Wednesday, April 22, 2015

Obama's Mess in the Middle East

Michael Doran, a senior fellow at the Hudson Institute, a former deputy assistant secretary of defense, and a former senior director of the National Security Council has written a very lucid, very important article for Mosaic. "Tectonic Shift in Obama's Iran Policy" details how Barack Obama's shameful nuclear deal with Iran is just the beginning of a whole lot of trouble. The president’s goal, at the expense of America’s allies, is full-fledged détente with Iran.

I print a few paragraphs below but, believe me, you'll find the full article very helpful in understanding the mess our president is creating.

Exaggerating the successes of Lausanne may have been a savvy maneuver against the president’s domestic critics, but it weakened his hand against the Iranians by telegraphing his deep personal investment in the negotiations. Failure to get a deal would now be a major embarrassment. Knowledge of this fact gave Khamenei an opening, which he exploited with his defiant speech. Not so fast, the speech signaled to Obama. In order to get the agreement that you’re already celebrating, you must pay—in the form of more concessions to me. 

If past behavior is anything to go by, Obama will give Khamenei what he wants. Indeed, American concessions have propelled the negotiations forward at every stage…

One of Obama’s greatest diplomatic successes is to have persuaded much of the world, including many of his critics, that the primary goal of his Iran diplomacy is to negotiate a nuclear arms-control agreement.
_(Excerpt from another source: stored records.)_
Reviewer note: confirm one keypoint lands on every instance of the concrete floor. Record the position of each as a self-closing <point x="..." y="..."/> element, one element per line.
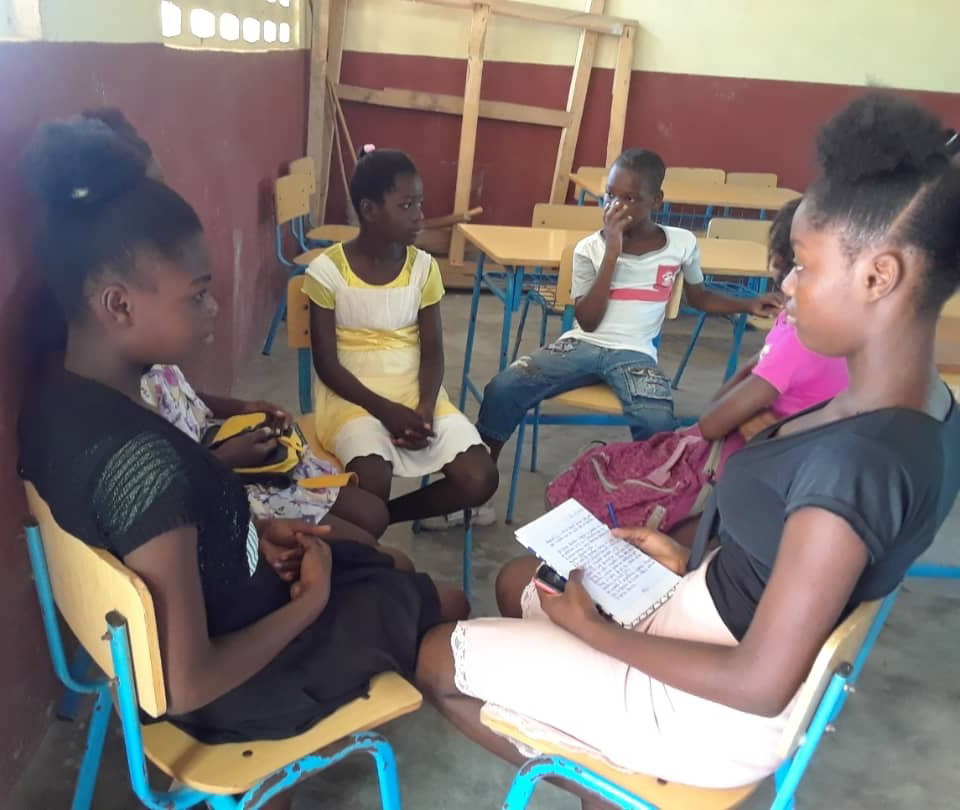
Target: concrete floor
<point x="896" y="744"/>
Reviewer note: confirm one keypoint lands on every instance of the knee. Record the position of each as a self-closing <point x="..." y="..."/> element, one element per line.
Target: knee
<point x="375" y="516"/>
<point x="511" y="581"/>
<point x="478" y="479"/>
<point x="454" y="605"/>
<point x="435" y="666"/>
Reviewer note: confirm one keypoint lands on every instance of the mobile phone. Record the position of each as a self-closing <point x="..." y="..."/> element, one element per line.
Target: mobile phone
<point x="546" y="579"/>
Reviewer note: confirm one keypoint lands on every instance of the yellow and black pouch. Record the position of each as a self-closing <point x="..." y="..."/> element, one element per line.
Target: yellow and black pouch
<point x="277" y="469"/>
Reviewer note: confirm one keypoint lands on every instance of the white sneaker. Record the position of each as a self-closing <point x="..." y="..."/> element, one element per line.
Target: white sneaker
<point x="483" y="515"/>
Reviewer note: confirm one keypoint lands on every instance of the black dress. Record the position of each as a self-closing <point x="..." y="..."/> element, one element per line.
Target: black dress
<point x="117" y="475"/>
<point x="891" y="474"/>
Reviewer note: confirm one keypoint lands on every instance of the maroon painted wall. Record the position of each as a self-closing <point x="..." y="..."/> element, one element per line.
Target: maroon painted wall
<point x="729" y="123"/>
<point x="222" y="126"/>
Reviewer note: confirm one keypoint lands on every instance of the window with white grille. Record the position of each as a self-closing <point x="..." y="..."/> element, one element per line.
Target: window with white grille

In fact, the primary goal is détente with Iran.

In the president’s thinking, détente will restrain Iranian behavior more effectively than any formal agreement. In addition, it will also open the way to greater cooperation with Iran on regional security. Détente will permit the United States to pull back from the Middle East and focus more on its domestic priorities. Finally, it will vindicate Obama’s ethos of “engagement,” which he sees as a superior alternative to the military-driven concepts of American leadership championed by his Republican opponents. In short, détente will secure Obama’s legacy.

By contrast, Khamenei is pursuing highly specific goals. Three stand out above all others. He is seeking, first, to preserve Iran’s entire nuclear infrastructure; second, to repeal the sanctions on the Iranian economy; and third, to abolish the international legal regime that brands Iran a rogue state. In all three areas, Obama has already satisfied his core demands…

The disarray and atomization among the anti-Iranian states in the Middle East means that they (like the American Congress) will likely prove incapable of mounting a decisive opposition to Obama’s détente. But their inability to stop it does not mean they will ever accept it. They will remain dedicated to contesting Obama’s policy, and they will continue to fight back against Iran and its proxies in Yemen, Syria, and Iraq—not to mention new venues that will appear over time.

Détente, therefore, will deliver disequilibrium, the exact opposite of the effect intended. By negotiating an arms-control agreement, the president has shifted the tectonic plates of the Middle East order. And for tectonic plates, it takes a move of just inches to level whole cities.